From the Guidelines
Pleomorphic adenomas have a low recurrence rate after complete surgical resection, typically ranging from 1-5% over 5-10 years when properly excised. The clinical behavior of these tumors is similar to low-grade salivary gland cancers, which have been shown to have excellent disease control when managed with complete surgical resection, even with narrow surgical margins, in the absence of adverse features such as perineural or lymphovascular invasion or pathologic nodal disease 1. Recurrence usually happens slowly, with most cases appearing 5-15 years after the initial surgery.
Key Factors Influencing Recurrence
- The risk of recurrence depends significantly on the surgical approach used, with superficial or incomplete removal (enucleation) leading to higher recurrence rates of 20-45%
- Complete excision with a margin of normal tissue (superficial or total parotidectomy) results in much lower recurrence rates
- Factors that increase recurrence risk include tumor location (especially in the deep lobe of the parotid gland), tumor size, younger patient age, and cellular characteristics showing increased myxoid stroma
Management and Follow-Up
Regular follow-up examinations are recommended for at least 10 years after surgery due to the potential for late recurrence, with physical examinations every 6-12 months and imaging studies as clinically indicated.
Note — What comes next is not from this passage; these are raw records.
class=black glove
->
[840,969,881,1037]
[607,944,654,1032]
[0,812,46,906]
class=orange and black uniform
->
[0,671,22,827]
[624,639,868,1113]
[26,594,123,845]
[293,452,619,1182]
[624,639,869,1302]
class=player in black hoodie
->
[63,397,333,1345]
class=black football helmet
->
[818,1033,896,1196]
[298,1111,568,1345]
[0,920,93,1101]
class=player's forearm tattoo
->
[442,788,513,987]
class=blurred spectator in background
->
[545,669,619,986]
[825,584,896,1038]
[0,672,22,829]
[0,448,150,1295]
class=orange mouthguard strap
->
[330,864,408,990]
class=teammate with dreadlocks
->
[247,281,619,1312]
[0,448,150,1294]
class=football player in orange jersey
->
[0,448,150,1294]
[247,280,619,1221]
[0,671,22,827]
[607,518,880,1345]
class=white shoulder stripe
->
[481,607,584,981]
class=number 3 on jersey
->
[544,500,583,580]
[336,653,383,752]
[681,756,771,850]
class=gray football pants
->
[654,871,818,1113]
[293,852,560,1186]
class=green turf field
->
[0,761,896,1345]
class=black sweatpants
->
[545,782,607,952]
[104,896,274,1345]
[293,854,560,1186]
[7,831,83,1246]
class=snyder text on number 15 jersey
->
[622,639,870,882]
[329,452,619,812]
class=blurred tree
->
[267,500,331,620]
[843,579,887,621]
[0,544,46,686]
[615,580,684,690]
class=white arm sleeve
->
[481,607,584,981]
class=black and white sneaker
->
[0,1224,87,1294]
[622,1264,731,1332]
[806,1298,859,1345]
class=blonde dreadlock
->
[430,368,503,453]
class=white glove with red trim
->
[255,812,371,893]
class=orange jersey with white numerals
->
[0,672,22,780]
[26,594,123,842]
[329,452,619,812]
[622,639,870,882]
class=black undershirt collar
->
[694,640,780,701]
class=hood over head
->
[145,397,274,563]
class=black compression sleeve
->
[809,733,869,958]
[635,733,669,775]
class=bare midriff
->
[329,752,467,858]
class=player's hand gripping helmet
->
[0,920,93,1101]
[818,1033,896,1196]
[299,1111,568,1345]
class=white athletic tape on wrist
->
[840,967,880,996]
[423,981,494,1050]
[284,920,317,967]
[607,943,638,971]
The goal is for complete excision, but there is not a need to remove additional parotid tissue containing adjacent lymph nodes because of the low rate of metastatic spread 1.
From the Research
Recurrence Rates of Pleomorphic Adenomas
- The recurrence rate of pleomorphic adenomas after resection is high, with 27 out of 84 patients developing a subsequent recurrence in one study 2.
- The interval since last surgery is a significant factor, with patients who had a >10-year interval since their last surgery having a lower subsequent recurrence rate (20% vs 68.2%) 2.
- The number of previous recurrences is also a risk factor, with increasing number of prior recurrences associated with increased risk of subsequent recurrence (hazard ratio, 1.23; 95% confidence interval, 1.13-1.35, P < .001) 3.
Factors Influencing Recurrence
- Incomplete excision, intraoperative capsule rupture, myxoid subtype, presence of satellite nodules and tumor extensions (pseudopodia), and lack of glandular tissue margin are significant risk factors for recurrence 4.
- The experience of the surgeon and the technique of tumor enucleation are also important factors, with parotidectomy being recommended over enucleation to reduce the risk of recurrence 4, 5.
Treatment Options and Outcomes
- Surgical techniques such as superficial or total parotidectomy are recommended to reduce the risk of further recurrence in patients with recurrent pleomorphic adenoma 5.
- Adjuvant radiation therapy (RT) after surgery is associated with a significant decrease in risk of subsequent tumor recurrence (hazard ratio, 0.09; 95% confidence interval, 0.02-0.41, P = .002) 3.
- The optimal management of recurrent pleomorphic adenoma is still arguable, with varying opinions on the surgical extent and the necessity of radiotherapy 6.